By Karen Johnson
TORONTO--With persistent low interest rates inflicting serious
collateral damage on savers, pension plans and life insurers,
policy makers should use other levers to help manage their impact,
a top Canadian life insurance executive said Wednesday.
Speaking at an economics conference in Toronto, Sun Life
Financial (SLF) President and CEO Dean Connor said governments in
Canada and abroad should shift more of their debt issuance to the
long end of the curve.
Heavier supply of 30-year bonds would likely drive down prices
and drive up yields, giving a boost to retirement savers, pension
plans and life insurance companies, he said.
"If you are a government, and you can fix 30-year borrowing
costs at 2.3% in Canada or 2.8% in the United States, or 3.1% in
the U.K., that strikes us as a good trade, in any environment,
whether it's a return to normal growth, or even a return to
inflation," Mr. Connor said.
Canadian Finance Minister Jim Flaherty said last week that the
government would increase the amount of issuance in the 30-year
sector in order to lock in low interest rates.
Sun Life's Mr. Connor offered details on how the low-rate
investment environment is buffeting retirees, who typically depend
on low-risk, government bonds to finance their day-to-day
expenses.
Five years ago, a fixed-income investment portfolio was earning
about an 8% return. That means to generate an income of $20,000 a
year, from age 65, an investor would need to have $220,000 set
aside.
Today, with returns of about 5%, an investor would need about
30% more socked away -- or $280,000 -- for an annual income of
$20,000.
"What do you do with that as a retiree? You either cut your
spending, you delay your retirement, or you take more risks. None
of those are very good answers," he said.

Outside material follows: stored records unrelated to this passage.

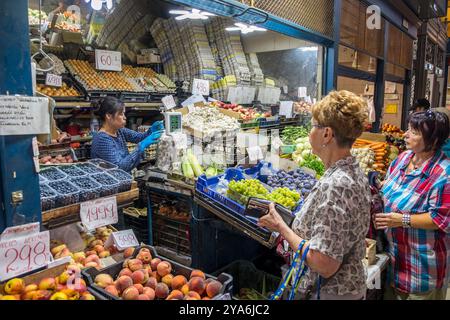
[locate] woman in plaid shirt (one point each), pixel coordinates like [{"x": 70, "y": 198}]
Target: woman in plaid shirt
[{"x": 417, "y": 212}]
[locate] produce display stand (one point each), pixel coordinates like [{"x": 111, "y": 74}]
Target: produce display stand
[{"x": 69, "y": 214}]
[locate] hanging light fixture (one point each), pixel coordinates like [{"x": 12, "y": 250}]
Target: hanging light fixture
[
  {"x": 98, "y": 4},
  {"x": 195, "y": 14},
  {"x": 244, "y": 28}
]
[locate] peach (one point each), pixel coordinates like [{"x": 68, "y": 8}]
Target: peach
[
  {"x": 154, "y": 263},
  {"x": 164, "y": 268},
  {"x": 128, "y": 252},
  {"x": 175, "y": 295},
  {"x": 144, "y": 256},
  {"x": 125, "y": 272},
  {"x": 151, "y": 283},
  {"x": 213, "y": 288},
  {"x": 42, "y": 295},
  {"x": 87, "y": 296},
  {"x": 135, "y": 264},
  {"x": 138, "y": 276},
  {"x": 123, "y": 283},
  {"x": 149, "y": 292},
  {"x": 112, "y": 290},
  {"x": 104, "y": 254},
  {"x": 47, "y": 284},
  {"x": 90, "y": 253},
  {"x": 71, "y": 294},
  {"x": 167, "y": 279},
  {"x": 197, "y": 284},
  {"x": 185, "y": 289},
  {"x": 130, "y": 293},
  {"x": 139, "y": 286},
  {"x": 192, "y": 295},
  {"x": 162, "y": 290},
  {"x": 178, "y": 282},
  {"x": 14, "y": 286},
  {"x": 103, "y": 280},
  {"x": 98, "y": 248},
  {"x": 197, "y": 273}
]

Low interest rates are challenging for life insurers as
well.
"We try to match as much as we can but we have very long-dated
liabilities, and we in fact cannot find fixed-income instruments
that go out far enough to match off the full tail of liabilities,"
Mr. Connor said.
Among pension plans sponsors, the same is true. Mr. Connor said
he has seen a big trend to de-risking defined benefit plans, a
trend that began in the U.K., moved to Europe and is now spreading
to North America.
He sees an increasing trend toward annuities, as human longevity
extends, making them financially more prudent than traditional
benefit plans.
General Motors is part of the trend, he said, having announced
in the U.S. a $26 billion deal to buy annuities, to diffuse the
riskiness of defined benefit plans.
"We think that's going to be a tipping point to have more
defined benefit plans piling in," he said.